Immediately after that act the $\mathrm{C}(U_{1,2})$ operation, doing nothing when $j_{2}=0$, and rotating the phase $\theta_{1,2}=2 \pi j_{2}/2^{2-1+1}=2 \pi0.0j_{2}$ to the first qubit $|1\rangle$ when $j_{2}=1$. This is followed by the $\mathrm{C}(U_{1,3})$ operation, which does nothing when $j_{3}=0$, and rotates the phase $\theta_{1,3}=2 \pi j_{3}/2^{3-1+1}=2 \pi0.00j_{3}$ for the first qubit $|1\rangle$ when $j_{3}=1$. . Then $\mathrm{C}(U_{1,3}), \mathrm{C}(U_{1,4}),\cdots$ are applied until $\mathrm{C}(U_{1,n})$. The output state of the first qubit after this operation is:
\begin{equation}
\frac{1}{2^{1/2}}\left(|0\rangle+e^{i 2 \pi0.j_{1}j_{2}\cdots j_{n}}|1\rangle\right)|j_{2}j_{3}…j_{n}\rangle
\end{equation}
Afterwards the operations $H_{2}, \mathrm{C}(U_{2,3}), \mathrm{C}(U_{2,4}), \cdots, \mathrm{C}(U_{2,n})$ are performed on the second qubit to get
\begin{equation}
\frac{1}{2}\left(|0\rangle+e^{i 2 \pi0.j_{2}j_{3}\cdots j_{n}}|1\rangle\right)\left(|0\rangle+e^{i 2 \pi0.j_{1}j_{2}\cdots j_{n}}|1\rangle\right)|j_{3}j_{4}…j_{n}\rangle
\end{equation}
Follow the quantum circuit for each qubit in turn until the $n$-th qubit. The final result is obtained as
\begin{equation}
\frac{1}{2^{n / 2}}\left(|0\rangle+e^{2 \pi i 0 . j_{n}}|1\rangle\right)\left(|0\rangle+e^{2 \pi i 0 . j_{n-1} j_{n}}|1\rangle\right) \cdots\left(|0\rangle+e^{2 \pi i 0 . j_{1} j_{2} \cdots j_{n}}|1\rangle\right)
\end{equation}
This is exactly the result of Eq.\eqref{311}. Thus it is proved that the Figure 2 is the circuit of the $n$-qubit quantum Fourier transform.

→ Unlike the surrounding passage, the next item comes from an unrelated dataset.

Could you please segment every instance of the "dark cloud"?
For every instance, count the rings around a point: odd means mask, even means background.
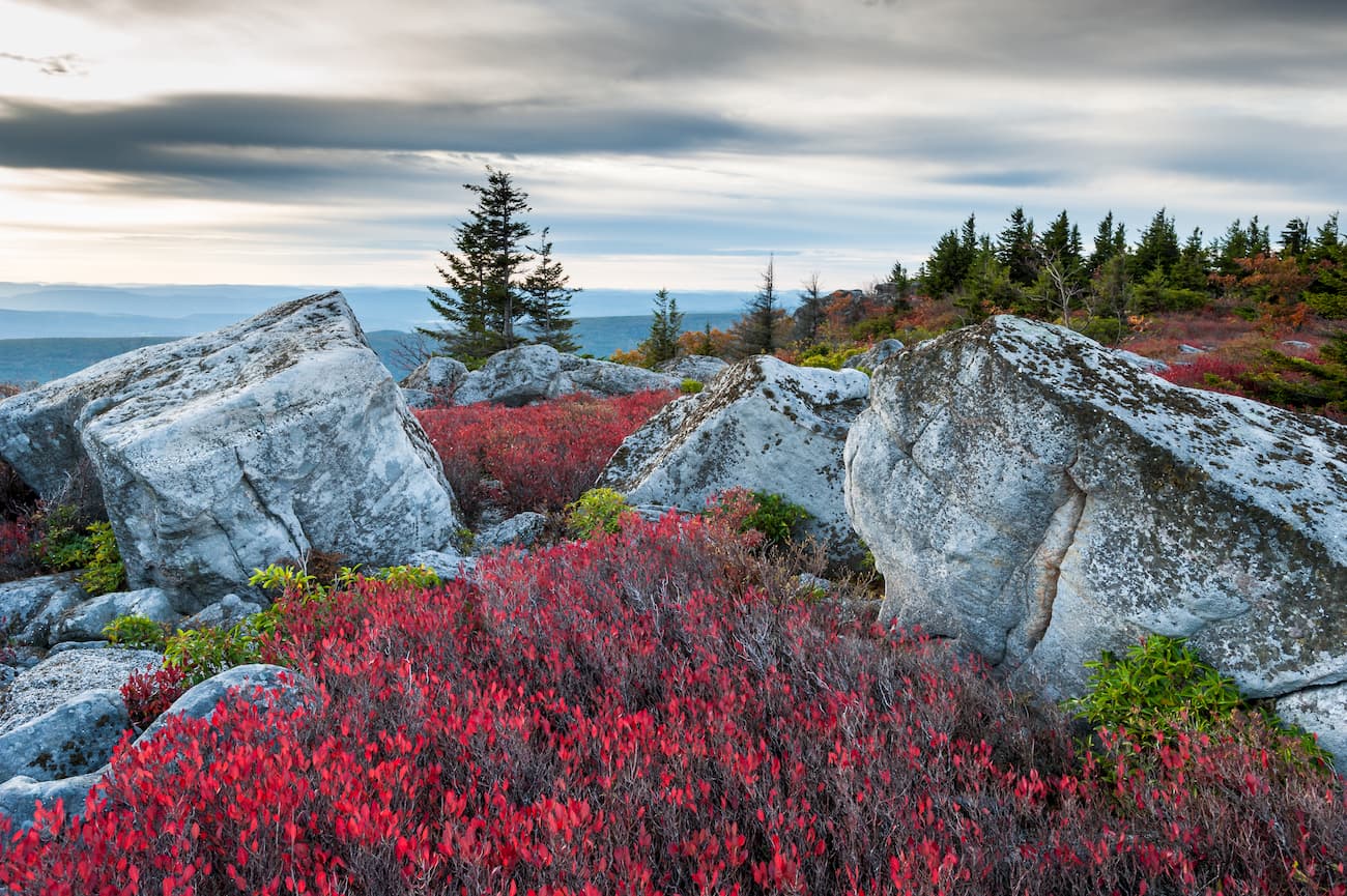
[[[645,109],[183,96],[140,105],[0,104],[0,166],[224,179],[315,164],[247,150],[550,154],[672,152],[750,133],[723,117]],[[326,163],[317,163],[325,168]]]
[[[38,66],[42,74],[88,74],[84,62],[74,53],[59,57],[26,57],[18,53],[0,53],[0,59]]]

Analyzing this algorithm shows that for an $n$-qubit circuit the logic gates applied sequentially are
\begin{equation}
H_{n} \mathrm{C}(U_{n-1,n})H_{n-1} \mathrm{C}(U_{n-2,n-1})\cdots H_{2} \mathrm{C}(U_{1,n}) \mathrm{C}(U_{1,n-1})\cdots \mathrm{C}(U_{1,2})H_{1}
\end{equation}
A total of $n$ $H$ gate operations and $\frac{n(n-1)}{2}$ two-qubit gate operations were applied. A total of $\frac{n(n+2)}{2}$ operations are performed, and it can be seen that the total number of operations required is a quadratic function of the number of input qubits. Thus the complexity of the quantum Fourier transform is $\Theta\left(n^2\right)$, while the best classical Fourier transform algorithm has a complexity of $\Theta\left(n2^n\right)$.